8.3. Hetgeen belanghebbende overigens heeft aangevoerd, onder meer het gebruik van moderne hulpmiddelen waarmee kan worden vastgesteld of een parkeervergunning is verleend en betaald, dan wel het beleid van andere gemeenten te dier zake, leidt niet tot een oordeel dat afwijkt van het oordeel zoals gegeven in het hiervoor vermelde arrest. De tekst van de voorwaarde is duidelijk en hetgeen de Inspecteur daarover heeft opgemerkt strekt ertoe dat de parkeercontroleur op eenvoudige wijze kan vaststellen dat de parkeerder ten tijde van het belastbare feit over een geldige parkeervergunning beschikt.

8.4. Voor zover belanghebbende schriftelijk en mondeling heeft aangevoerd dat aan doel en strekking van de voorwaarde is voldaan nu de parkeercontroleur met behulp van zijn handterminal het voldaan zijn van de verschuldigde belasting heeft kunnen vaststellen, zulks in afwijking van de niet voor meerdere uitleg vatbare tekst van de gestelde voorwaarde, kan dat belanghebbende evenmin baten. De gestelde voorwaarde gaat uit van een visuele controle, welke keuze niet van een redelijk belang is ontbloot, en welke voorwaarde belanghebbende heeft aanvaard.

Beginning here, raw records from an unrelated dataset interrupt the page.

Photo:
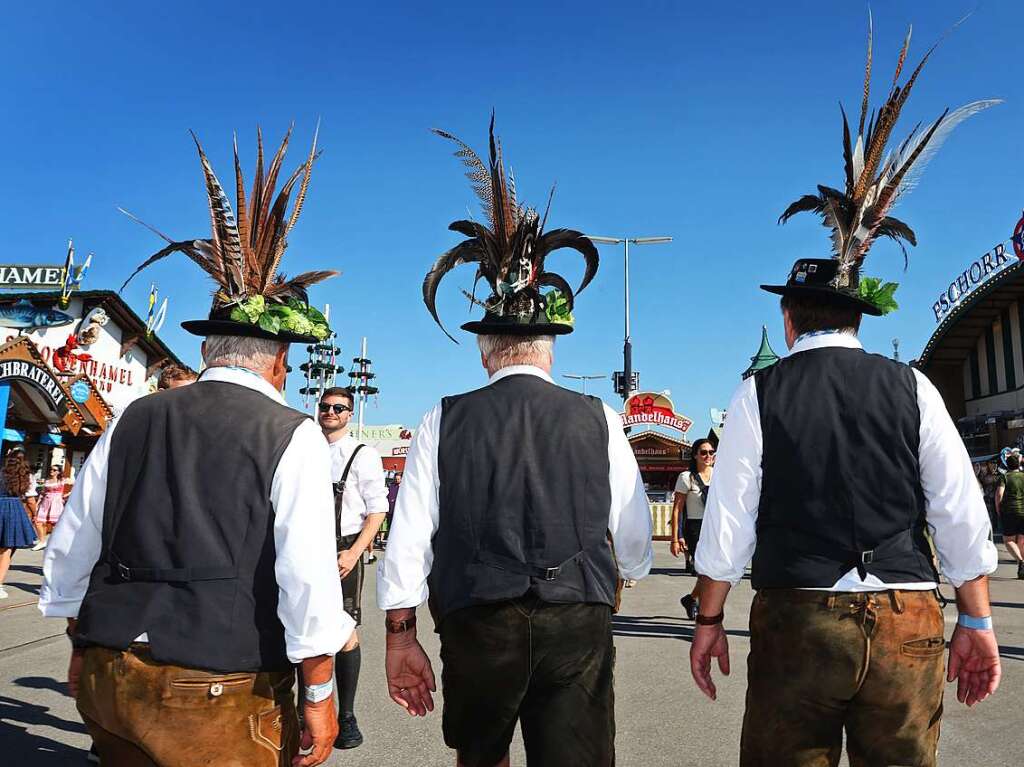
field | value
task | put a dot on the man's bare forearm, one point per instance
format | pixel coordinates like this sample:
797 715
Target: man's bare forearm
406 638
713 595
972 597
370 527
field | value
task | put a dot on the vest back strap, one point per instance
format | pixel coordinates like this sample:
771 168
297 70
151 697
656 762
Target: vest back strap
170 574
508 564
897 545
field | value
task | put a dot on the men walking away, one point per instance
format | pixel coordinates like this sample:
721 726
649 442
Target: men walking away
194 560
360 505
509 496
833 468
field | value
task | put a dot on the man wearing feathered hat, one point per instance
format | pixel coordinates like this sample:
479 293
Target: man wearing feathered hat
834 468
195 562
509 498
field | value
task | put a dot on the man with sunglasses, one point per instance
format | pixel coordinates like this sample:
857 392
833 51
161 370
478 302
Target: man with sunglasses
360 505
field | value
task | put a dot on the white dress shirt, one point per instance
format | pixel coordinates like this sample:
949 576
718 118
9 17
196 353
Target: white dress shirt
953 505
366 491
401 576
306 565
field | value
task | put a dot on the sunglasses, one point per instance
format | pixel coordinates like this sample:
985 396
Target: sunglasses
338 409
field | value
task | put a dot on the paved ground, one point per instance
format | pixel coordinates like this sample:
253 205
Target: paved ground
663 720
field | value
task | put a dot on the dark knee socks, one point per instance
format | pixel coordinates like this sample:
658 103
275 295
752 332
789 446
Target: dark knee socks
346 671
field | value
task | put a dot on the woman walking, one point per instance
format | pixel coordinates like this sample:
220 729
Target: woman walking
1010 505
15 529
687 511
50 508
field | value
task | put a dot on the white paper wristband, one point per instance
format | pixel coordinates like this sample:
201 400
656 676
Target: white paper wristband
317 692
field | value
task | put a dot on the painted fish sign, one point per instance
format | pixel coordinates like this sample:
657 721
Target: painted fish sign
26 316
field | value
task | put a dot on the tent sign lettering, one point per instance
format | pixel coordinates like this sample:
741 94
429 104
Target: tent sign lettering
31 275
42 378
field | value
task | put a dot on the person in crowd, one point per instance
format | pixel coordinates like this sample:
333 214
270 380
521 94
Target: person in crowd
687 511
15 528
392 498
190 599
1010 506
508 498
833 468
360 505
49 509
173 376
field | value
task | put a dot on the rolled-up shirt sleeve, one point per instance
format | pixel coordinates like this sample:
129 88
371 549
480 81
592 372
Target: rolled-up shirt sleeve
74 547
629 518
373 488
306 568
954 507
728 534
401 576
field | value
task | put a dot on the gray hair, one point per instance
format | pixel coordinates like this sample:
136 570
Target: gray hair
244 351
502 351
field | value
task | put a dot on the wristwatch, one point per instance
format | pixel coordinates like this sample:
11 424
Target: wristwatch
399 627
710 620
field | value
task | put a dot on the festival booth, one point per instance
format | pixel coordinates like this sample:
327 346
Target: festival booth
975 357
660 450
68 365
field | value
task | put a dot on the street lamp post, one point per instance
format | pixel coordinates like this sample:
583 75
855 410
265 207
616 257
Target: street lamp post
583 379
627 382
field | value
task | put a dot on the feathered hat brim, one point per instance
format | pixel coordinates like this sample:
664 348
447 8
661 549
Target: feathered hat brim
826 295
494 328
230 328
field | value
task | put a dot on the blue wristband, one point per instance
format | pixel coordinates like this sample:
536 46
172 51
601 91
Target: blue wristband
979 624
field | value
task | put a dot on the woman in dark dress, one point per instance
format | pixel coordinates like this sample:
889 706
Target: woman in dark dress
15 527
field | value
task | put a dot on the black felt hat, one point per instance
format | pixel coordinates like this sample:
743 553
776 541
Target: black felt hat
818 278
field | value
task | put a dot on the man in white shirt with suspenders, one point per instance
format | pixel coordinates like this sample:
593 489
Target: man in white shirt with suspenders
360 505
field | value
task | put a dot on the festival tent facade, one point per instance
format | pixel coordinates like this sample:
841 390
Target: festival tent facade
975 356
67 369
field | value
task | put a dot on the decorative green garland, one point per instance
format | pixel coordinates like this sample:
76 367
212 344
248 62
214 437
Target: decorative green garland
293 315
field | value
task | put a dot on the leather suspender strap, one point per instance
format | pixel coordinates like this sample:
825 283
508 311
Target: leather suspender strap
339 491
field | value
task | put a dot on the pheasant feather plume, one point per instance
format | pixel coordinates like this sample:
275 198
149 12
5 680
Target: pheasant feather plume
877 176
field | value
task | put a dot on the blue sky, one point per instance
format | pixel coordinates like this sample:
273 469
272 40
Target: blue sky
699 121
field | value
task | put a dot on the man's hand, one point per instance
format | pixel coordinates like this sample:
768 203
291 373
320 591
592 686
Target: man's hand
410 678
320 731
974 663
75 671
709 642
347 560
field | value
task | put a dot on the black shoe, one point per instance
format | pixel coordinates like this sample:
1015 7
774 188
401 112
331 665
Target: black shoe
690 605
348 733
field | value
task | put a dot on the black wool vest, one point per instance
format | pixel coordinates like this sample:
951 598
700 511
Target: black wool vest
841 483
523 498
187 541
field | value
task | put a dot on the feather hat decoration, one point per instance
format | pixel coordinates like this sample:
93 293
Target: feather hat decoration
509 251
244 253
877 176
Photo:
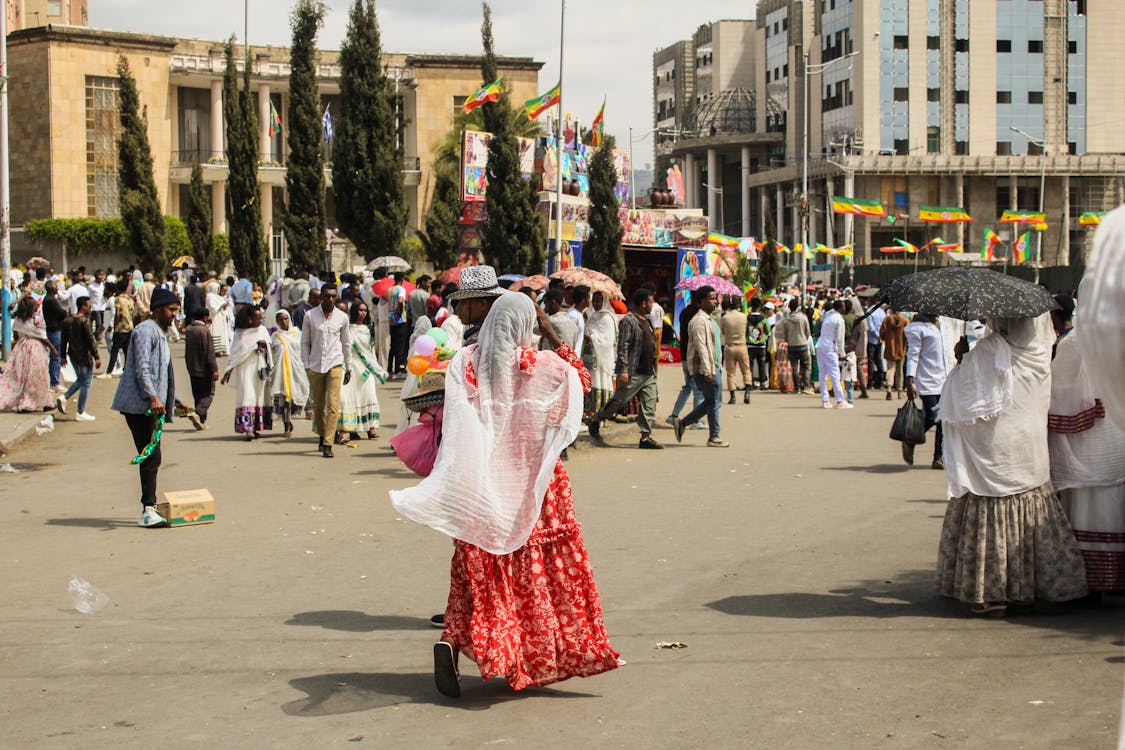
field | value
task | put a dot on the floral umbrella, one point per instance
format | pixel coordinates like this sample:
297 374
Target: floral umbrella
596 280
725 288
538 282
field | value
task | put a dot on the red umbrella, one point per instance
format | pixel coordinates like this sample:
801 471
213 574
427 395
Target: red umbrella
380 287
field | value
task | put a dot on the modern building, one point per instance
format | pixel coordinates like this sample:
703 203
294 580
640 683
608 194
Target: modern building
64 117
907 107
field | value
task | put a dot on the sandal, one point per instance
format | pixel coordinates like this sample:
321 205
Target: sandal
446 675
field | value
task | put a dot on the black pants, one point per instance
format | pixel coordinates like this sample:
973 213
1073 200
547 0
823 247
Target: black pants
203 391
929 409
399 346
120 344
876 376
142 425
759 366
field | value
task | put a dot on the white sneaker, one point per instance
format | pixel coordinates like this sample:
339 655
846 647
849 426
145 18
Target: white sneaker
150 518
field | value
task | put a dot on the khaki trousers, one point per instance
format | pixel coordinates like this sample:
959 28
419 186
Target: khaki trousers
325 391
736 359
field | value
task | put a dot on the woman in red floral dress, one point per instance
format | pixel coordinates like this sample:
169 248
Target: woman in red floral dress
522 599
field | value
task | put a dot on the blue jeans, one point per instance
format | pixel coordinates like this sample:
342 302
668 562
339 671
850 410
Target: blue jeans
687 389
83 376
54 367
712 401
929 409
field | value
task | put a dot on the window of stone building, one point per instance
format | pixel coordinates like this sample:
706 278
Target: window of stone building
102 126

Uit de gedingstukken komt niet naar voren dat de gemeente Leiden een hiervan afwijkend beleid voert.

8.5. Gelet op het vorenoverwogene dient te worden beslist zoals hierna is vermeld.

Proceskosten

Het Hof acht geen termen aanwezig voor een veroordeling in de proceskosten als bedoeld in artikel 8:75 van de Algemene wet bestuursrecht.

Beslissing

Het Hof bevestigt de uitspraak van de rechtbank.

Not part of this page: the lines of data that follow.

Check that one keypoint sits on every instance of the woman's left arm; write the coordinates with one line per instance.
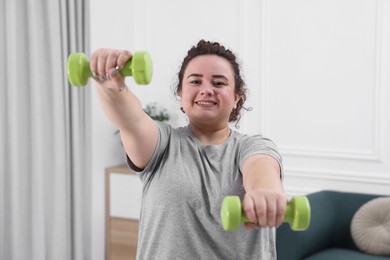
(264, 202)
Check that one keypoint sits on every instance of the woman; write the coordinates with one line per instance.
(186, 172)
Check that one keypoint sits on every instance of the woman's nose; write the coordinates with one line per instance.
(207, 90)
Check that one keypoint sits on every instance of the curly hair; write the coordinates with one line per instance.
(214, 48)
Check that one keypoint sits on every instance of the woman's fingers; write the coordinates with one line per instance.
(264, 208)
(105, 64)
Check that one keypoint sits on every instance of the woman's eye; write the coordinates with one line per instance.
(195, 82)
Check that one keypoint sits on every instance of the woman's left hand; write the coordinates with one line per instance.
(264, 208)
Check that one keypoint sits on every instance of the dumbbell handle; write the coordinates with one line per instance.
(297, 213)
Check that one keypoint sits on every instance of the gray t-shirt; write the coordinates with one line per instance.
(183, 187)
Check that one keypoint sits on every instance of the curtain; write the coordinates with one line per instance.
(45, 176)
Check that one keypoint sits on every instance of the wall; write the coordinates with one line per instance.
(316, 71)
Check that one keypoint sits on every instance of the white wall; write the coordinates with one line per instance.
(317, 73)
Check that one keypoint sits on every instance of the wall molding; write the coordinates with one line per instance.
(339, 175)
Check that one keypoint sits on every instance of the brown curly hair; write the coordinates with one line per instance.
(214, 48)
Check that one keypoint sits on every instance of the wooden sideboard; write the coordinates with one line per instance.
(123, 201)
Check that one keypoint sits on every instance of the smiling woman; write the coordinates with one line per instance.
(187, 171)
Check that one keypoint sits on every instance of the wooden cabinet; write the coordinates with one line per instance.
(123, 203)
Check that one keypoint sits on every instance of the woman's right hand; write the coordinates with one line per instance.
(105, 64)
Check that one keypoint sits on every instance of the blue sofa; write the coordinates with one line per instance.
(328, 237)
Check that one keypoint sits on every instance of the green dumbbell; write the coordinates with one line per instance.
(297, 213)
(140, 67)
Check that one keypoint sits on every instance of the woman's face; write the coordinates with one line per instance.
(207, 93)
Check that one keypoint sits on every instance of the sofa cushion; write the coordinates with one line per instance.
(343, 254)
(370, 227)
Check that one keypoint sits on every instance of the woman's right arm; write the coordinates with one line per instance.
(137, 130)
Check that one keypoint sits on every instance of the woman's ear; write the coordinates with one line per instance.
(238, 97)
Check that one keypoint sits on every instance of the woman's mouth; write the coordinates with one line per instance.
(205, 103)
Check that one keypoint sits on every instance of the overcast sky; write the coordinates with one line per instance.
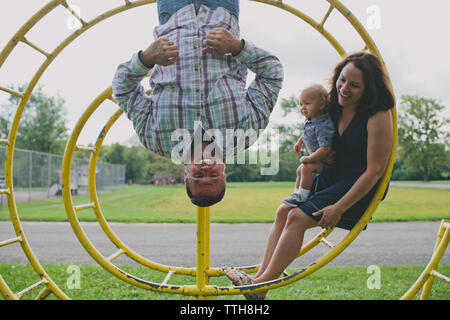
(411, 35)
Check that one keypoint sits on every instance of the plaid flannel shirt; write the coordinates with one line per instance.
(199, 87)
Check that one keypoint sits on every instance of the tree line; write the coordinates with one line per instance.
(422, 154)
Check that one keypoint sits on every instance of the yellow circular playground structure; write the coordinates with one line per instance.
(203, 271)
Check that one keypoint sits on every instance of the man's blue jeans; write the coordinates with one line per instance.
(166, 8)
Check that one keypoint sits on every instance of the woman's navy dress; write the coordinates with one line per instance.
(350, 163)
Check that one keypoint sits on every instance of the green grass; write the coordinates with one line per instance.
(243, 202)
(329, 283)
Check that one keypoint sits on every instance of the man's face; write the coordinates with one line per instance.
(207, 178)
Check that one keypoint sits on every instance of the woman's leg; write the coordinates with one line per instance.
(287, 246)
(299, 177)
(274, 236)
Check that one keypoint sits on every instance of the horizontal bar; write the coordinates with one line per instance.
(115, 255)
(85, 149)
(84, 206)
(44, 293)
(328, 243)
(73, 13)
(112, 99)
(167, 278)
(10, 241)
(15, 93)
(31, 288)
(35, 47)
(440, 276)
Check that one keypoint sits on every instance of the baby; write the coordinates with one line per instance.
(318, 133)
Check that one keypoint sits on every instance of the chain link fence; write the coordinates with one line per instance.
(37, 175)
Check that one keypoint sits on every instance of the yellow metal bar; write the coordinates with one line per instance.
(168, 276)
(84, 149)
(43, 294)
(327, 243)
(35, 47)
(6, 291)
(15, 93)
(73, 13)
(115, 255)
(440, 276)
(84, 206)
(202, 278)
(31, 288)
(10, 241)
(432, 265)
(429, 283)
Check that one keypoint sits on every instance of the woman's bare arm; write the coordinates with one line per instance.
(379, 144)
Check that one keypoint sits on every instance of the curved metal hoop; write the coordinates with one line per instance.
(71, 209)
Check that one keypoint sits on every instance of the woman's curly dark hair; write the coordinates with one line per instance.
(377, 94)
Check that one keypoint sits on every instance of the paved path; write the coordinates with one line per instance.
(396, 243)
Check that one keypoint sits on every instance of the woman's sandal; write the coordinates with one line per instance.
(240, 278)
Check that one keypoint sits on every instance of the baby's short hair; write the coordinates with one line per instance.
(320, 90)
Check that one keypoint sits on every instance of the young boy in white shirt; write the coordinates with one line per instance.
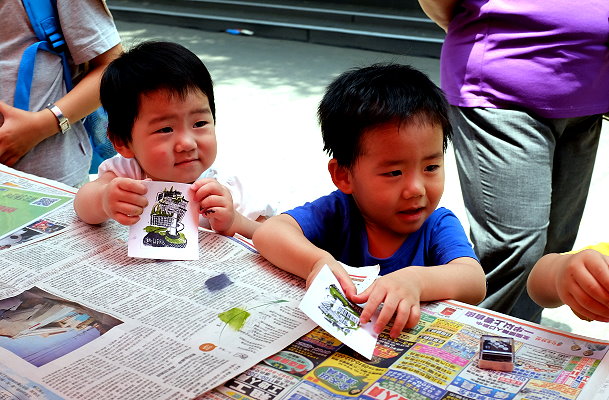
(161, 120)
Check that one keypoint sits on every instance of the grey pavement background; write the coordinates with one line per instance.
(267, 91)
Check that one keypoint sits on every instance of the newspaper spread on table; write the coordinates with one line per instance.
(79, 319)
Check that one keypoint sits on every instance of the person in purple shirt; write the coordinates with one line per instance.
(386, 128)
(528, 83)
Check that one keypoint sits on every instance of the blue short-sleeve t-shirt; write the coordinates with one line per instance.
(334, 223)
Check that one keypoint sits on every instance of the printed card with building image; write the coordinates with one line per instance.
(168, 227)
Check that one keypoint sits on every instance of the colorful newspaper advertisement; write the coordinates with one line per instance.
(20, 208)
(436, 360)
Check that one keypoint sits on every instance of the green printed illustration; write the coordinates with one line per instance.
(236, 317)
(165, 226)
(339, 311)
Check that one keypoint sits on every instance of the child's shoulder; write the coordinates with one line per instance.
(123, 167)
(602, 247)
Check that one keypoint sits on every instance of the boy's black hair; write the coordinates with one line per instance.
(145, 68)
(362, 98)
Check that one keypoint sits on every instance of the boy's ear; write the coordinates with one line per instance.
(123, 149)
(341, 176)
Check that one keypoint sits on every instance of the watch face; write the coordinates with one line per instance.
(64, 124)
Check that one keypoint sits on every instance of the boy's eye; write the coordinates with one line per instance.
(166, 129)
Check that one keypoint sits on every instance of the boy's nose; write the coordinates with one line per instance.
(413, 187)
(185, 141)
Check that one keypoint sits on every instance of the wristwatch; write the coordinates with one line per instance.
(64, 124)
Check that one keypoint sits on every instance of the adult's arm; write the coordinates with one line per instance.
(440, 11)
(22, 130)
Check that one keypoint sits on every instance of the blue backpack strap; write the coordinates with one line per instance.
(45, 22)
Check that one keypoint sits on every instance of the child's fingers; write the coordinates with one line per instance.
(124, 219)
(345, 282)
(374, 300)
(402, 317)
(131, 185)
(207, 187)
(407, 316)
(599, 269)
(581, 302)
(387, 312)
(214, 204)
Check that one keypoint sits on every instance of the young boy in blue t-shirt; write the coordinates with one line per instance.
(386, 128)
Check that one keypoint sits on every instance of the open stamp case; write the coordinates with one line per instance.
(497, 353)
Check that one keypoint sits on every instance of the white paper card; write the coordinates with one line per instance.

Deze uitspraak is vastgesteld door mrs. B. van Walderveen, voorzitter, J.J.J. Engel en O.C.R. Marres, leden, in tegenwoordigheid van de griffier mr. Y. Postema-van der Koogh. De beslissing is op 14 december 2011 in het openbaar uitgesproken.

aangetekend aan

partijen verzonden:

Zowel de belanghebbende als het daartoe bevoegde bestuursorgaan kan binnen zes weken na de verzenddatum van deze uitspraak beroep in cassatie instellen bij de Hoge Raad der Nederlanden. Daarbij moet het volgende in acht worden genomen:

1. Bij het beroepschrift wordt een kopie van deze uitspraak gevoegd.

2. Het beroepschrift wordt ondertekend en bevat ten minste:

- de naam en het adres van de indiener;

- de dagtekening;

- de vermelding van de uitspraak waartegen het beroep in cassatie is

gericht;

- de gronden van het beroep in cassatie.

Het beroepschrift moet worden gezonden aan de Hoge Raad der Nederlanden (belastingkamer), Postbus 20303, 2500 EH Den Haag.

De partij die beroep in cassatie instelt is griffierecht verschuldigd en zal daarover bericht ontvangen van de griffier van de Hoge Raad. In het cassatieberoepschrift kan worden verzocht de wederpartij te veroordelen in de proceskosten.